Backtracking emotional maps

Anne Sexton’s biography by Diane Middlebrook arrived in the mail today. I’ve been sneaking bits and pieces in the library, but now I have my OWN copy that I can write in and wonder and wander through. Some sentences are already highlighted – that’s what happens when you buy a used copy, but I like to see what others find “IMPORTANT” information.

I’m already enthralled by her life and I’m wading through it trying to find pieces of myself inside. I’m amazed by how much psychology it is – how much psychology played a part in her writing. She never fully “discovered” her poetic self without it. Can I say she perhaps never discovered herself without it? I suppose that’s the point of therapy…but she had severe lapses in her own memories, she had emotional explosions and couldn’t remember their source – even from day to day events. She would be angry from the day before, but unable to pinpoint why, unable to map through her own feelings, until she found poetry.

So far what I think is really fascinating was her absorption of other’s symptoms. In one hospital surrounded by schizophrenics, she began disassociating and displaying symptoms she hadn’t previously exhibited. Was it illness riddled with empathy? Her lacking sense of self?

There are times when I’m so emotionally invested in something – a book, movie, life event, crime show on television – I almost feel as if the event is my own, the experience my own because I feel it so readily, so easily it swallows me.
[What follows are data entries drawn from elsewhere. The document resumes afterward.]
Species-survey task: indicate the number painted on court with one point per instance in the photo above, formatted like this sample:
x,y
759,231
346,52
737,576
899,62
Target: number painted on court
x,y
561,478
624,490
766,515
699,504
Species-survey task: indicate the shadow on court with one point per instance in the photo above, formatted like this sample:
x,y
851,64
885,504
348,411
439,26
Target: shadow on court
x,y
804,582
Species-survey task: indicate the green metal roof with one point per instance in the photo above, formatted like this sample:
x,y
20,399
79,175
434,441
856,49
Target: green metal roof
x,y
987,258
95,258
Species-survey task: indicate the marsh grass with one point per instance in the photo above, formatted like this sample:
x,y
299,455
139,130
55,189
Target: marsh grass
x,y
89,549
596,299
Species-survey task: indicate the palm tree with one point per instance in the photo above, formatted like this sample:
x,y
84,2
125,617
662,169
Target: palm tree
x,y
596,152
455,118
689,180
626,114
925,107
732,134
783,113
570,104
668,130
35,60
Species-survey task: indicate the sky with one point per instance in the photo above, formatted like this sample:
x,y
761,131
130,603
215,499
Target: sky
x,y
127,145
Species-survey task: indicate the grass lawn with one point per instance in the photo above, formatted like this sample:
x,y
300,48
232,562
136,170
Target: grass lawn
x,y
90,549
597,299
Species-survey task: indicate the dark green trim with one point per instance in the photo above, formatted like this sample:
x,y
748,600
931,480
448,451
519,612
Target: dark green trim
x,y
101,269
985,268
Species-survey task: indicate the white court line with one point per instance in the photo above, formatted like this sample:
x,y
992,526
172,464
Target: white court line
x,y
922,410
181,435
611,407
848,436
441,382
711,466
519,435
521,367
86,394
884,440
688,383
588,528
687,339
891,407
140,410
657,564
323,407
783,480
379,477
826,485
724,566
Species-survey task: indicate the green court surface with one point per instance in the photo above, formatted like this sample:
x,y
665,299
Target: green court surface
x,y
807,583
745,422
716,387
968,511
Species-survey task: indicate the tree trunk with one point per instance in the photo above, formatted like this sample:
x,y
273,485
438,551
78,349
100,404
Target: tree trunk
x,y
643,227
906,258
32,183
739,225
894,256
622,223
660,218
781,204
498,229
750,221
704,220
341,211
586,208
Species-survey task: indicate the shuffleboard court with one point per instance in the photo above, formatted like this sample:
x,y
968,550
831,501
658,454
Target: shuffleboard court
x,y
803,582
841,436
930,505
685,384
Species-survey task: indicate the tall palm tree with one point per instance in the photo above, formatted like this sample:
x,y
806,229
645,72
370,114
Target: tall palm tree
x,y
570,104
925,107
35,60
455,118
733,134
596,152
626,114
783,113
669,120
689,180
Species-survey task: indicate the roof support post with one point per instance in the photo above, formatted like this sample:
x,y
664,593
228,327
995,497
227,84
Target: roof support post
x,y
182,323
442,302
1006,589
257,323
At times, I wonder if it’s poetic empathy or more? Is it the need to find a more stable core – am I jumping from person to person to build blocks to myself; picking and choosing traits I admire, traits I hate, at times traits I won’t ever have? And is it making me unhappy with the traits I do have – the ones that inherently make me me?
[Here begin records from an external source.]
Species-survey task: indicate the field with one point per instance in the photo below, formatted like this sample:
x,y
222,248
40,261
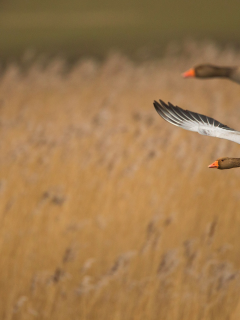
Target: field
x,y
107,211
85,28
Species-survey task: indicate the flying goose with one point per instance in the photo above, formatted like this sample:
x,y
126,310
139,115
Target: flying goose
x,y
202,124
211,71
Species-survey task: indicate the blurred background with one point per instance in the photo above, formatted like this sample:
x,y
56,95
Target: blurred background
x,y
106,210
83,28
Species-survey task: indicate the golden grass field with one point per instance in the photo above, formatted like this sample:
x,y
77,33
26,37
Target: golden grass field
x,y
107,211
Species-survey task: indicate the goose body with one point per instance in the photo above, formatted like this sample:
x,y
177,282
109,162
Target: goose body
x,y
202,124
210,71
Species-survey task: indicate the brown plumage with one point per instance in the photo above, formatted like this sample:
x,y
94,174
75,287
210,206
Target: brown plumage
x,y
225,163
210,71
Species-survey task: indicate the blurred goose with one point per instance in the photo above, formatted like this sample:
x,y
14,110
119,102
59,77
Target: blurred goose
x,y
197,122
210,71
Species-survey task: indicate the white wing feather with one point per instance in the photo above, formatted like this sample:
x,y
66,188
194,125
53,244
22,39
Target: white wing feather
x,y
196,122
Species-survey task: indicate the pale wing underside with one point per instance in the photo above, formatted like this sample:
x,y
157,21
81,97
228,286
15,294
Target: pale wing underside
x,y
196,122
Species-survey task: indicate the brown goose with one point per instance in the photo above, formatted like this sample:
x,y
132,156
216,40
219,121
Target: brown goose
x,y
210,71
197,122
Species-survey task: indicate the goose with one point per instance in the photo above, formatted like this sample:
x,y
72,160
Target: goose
x,y
211,71
202,124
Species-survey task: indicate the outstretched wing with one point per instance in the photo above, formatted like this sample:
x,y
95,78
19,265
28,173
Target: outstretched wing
x,y
196,122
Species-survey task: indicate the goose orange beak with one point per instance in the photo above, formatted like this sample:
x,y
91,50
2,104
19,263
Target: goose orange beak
x,y
214,165
189,73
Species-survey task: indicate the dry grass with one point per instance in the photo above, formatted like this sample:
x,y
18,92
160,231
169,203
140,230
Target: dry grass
x,y
107,211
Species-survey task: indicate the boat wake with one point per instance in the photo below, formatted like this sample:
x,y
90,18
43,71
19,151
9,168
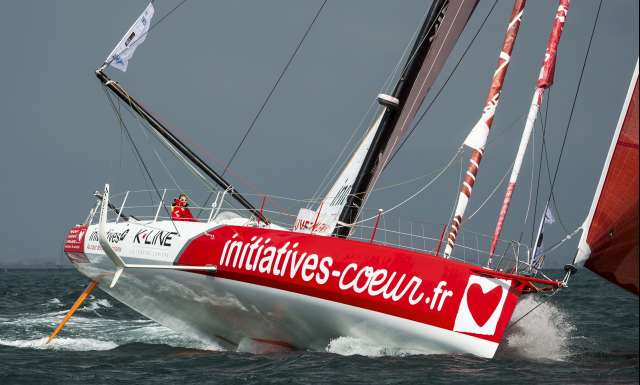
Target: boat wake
x,y
98,325
350,346
545,333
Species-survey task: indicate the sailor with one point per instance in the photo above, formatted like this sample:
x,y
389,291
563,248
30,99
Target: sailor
x,y
180,210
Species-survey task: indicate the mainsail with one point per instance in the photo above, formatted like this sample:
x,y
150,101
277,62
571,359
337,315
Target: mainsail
x,y
609,242
439,33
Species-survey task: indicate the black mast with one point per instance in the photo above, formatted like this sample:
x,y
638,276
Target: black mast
x,y
390,118
175,142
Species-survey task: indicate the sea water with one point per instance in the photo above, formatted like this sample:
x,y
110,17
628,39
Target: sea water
x,y
587,333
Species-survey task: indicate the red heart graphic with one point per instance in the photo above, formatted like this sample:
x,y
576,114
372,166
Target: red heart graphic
x,y
481,304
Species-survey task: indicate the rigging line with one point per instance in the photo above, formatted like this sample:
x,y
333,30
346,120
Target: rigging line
x,y
424,112
141,159
575,98
138,157
145,129
172,150
275,85
264,104
532,309
504,177
544,128
533,173
132,44
545,151
492,140
445,168
332,170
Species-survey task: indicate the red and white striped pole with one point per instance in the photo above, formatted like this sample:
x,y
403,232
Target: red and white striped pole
x,y
545,79
477,138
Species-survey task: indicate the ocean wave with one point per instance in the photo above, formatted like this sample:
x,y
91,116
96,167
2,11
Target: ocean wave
x,y
545,333
349,346
70,344
96,304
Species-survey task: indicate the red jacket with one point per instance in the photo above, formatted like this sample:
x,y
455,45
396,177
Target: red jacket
x,y
179,212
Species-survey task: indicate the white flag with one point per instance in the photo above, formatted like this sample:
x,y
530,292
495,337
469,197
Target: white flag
x,y
548,216
119,57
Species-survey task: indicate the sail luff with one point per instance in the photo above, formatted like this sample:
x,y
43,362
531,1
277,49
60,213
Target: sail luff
x,y
545,79
478,136
441,29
I’m not comparing my psychology to Anne Sexton’s at all, she was sadly, deeply troubled and entering into her state of mind is at times terrifying, but what I find interesting is our emotional history. We each have one. A map of events and feelings leading up to now – a why we do this and why we do that because of this. I’m more sensitive to feeling invisible because there was a time I felt invisible – sitting in the corner of the couch, wanting to disappear and in effect doing just that. Perhaps my shyness fueled this sense of myself? Perhaps this self was fueled by my perception of what others thought of me? Perhaps this sense of self is arising again because I’m over analyzing her so much and looking for the traits in my past? Perhaps I am overlooking? We are watery stews. I’m my own simmering.